Artikel 6 Zittingsduur

De benoemingsperiode van de commissieleden en de leden is vier jaar. Zij kunnen maximaal twee keer worden herbenoemd, dus tot maximaal 12 jaar.

 

Een lid kan tussentijds ontslag nemen en daarbij zelf het tijdstip van dat ontslag bepalen. Het kan ook een later tijdstip kiezen om zodoende eventueel nog bij de afhandeling van lopende zaken betrokken te kunnen zijn.

 

De bepaling in lid 3 is van orde. Een ontslagnemend lid kan niet gedwongen worden ook feitelijk de functie te blijven vervullen.

Artikel 7 Vergoeding

De voorzitter en de leden ontvangen een vergoeding per bijgewoonde vergadering en een reiskostenvergoeding.

Artikel 8 Bemiddeling

Door deze bepaling is procedureel vastgelegd dat een bemiddelingspoging mogelijk is in het bezwaarschriftenproces.

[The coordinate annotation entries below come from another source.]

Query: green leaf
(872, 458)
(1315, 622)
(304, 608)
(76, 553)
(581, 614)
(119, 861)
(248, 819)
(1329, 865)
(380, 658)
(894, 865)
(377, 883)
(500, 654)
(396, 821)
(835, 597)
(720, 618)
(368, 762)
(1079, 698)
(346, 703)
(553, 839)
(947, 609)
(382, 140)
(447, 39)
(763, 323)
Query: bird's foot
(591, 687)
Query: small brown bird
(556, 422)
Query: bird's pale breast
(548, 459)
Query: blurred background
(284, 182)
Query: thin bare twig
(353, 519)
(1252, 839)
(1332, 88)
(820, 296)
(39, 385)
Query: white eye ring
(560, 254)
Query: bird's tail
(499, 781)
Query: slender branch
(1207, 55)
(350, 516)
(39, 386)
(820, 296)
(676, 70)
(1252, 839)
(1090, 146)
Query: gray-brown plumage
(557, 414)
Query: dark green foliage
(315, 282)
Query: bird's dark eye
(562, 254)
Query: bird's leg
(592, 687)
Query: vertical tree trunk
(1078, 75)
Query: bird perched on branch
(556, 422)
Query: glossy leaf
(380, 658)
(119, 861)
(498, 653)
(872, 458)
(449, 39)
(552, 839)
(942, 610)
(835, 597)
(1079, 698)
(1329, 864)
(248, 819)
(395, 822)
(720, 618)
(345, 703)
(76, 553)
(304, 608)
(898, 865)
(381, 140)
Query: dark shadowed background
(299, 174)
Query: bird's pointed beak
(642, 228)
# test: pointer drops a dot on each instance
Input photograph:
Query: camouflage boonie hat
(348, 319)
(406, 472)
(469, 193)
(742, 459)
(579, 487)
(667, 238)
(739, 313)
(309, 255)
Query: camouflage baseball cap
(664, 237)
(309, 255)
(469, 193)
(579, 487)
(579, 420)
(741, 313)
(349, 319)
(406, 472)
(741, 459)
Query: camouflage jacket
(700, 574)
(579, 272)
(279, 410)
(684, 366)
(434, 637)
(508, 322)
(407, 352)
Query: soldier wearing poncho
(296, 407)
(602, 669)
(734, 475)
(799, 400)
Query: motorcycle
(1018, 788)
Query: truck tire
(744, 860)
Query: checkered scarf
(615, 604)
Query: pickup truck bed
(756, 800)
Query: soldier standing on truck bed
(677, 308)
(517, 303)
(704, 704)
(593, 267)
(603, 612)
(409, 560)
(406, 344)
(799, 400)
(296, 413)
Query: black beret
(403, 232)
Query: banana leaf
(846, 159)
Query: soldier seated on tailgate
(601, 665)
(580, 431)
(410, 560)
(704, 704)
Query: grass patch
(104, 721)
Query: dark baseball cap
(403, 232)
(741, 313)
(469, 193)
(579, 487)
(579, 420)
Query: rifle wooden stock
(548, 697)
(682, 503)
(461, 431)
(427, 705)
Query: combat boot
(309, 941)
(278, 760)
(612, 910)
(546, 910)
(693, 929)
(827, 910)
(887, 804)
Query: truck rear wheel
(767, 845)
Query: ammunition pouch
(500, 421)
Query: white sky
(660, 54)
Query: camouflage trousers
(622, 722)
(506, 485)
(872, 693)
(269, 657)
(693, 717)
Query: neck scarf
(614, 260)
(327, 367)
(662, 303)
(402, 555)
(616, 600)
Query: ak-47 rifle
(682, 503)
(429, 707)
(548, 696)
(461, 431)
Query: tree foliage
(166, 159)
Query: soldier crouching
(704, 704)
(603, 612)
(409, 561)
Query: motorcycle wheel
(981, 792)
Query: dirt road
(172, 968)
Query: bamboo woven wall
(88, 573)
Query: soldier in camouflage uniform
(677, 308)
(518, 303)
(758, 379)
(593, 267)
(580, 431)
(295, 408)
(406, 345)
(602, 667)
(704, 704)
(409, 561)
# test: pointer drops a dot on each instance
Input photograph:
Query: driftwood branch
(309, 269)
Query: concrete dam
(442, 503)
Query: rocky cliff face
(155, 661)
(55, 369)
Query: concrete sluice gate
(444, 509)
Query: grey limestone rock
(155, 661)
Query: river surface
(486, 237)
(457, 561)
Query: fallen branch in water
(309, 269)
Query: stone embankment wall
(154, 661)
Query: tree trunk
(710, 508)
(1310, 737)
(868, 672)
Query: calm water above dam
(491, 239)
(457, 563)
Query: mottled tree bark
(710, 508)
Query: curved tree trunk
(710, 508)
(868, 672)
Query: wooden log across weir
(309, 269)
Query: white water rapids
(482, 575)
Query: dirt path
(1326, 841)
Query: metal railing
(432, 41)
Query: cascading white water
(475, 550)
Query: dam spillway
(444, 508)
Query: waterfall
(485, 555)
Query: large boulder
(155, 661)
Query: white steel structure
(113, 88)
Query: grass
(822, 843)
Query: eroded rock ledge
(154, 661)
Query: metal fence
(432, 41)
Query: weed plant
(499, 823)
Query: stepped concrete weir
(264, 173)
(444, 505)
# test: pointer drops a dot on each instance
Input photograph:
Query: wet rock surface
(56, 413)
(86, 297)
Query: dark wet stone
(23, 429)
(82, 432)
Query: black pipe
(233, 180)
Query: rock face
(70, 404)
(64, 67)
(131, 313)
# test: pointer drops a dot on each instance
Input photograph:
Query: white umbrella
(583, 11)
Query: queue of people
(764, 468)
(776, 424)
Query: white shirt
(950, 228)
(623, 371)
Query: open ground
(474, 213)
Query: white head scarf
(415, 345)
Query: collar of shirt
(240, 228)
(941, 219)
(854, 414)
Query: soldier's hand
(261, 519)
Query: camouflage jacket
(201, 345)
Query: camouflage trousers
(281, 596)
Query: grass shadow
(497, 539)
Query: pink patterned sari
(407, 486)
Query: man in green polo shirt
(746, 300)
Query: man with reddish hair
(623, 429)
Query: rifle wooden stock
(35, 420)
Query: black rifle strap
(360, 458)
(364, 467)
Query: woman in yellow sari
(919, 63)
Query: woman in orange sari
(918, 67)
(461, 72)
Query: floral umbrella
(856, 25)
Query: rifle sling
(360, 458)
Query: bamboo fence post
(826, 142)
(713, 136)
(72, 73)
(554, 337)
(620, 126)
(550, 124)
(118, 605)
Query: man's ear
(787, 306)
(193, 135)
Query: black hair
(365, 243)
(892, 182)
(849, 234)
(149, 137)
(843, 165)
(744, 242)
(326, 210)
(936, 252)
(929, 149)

Daardoor ontstaat ruimte voor het onderzoeken van de mogelijkheden van (pre) mediation.

 

Door de Wet dwangsom en beroep bij niet tijdig beslissen is het van belang dat, indien er gesproken wordt over mogelijke oplossingen buiten de bezwaarprocedure om, formeel wordt vastgelegd dat de beslistermijn van het bezwaarschrift wordt opgeschort tot het moment dat aan de secretaris wordt meegedeeld wat de uitkomst van de bemiddelingspoging is.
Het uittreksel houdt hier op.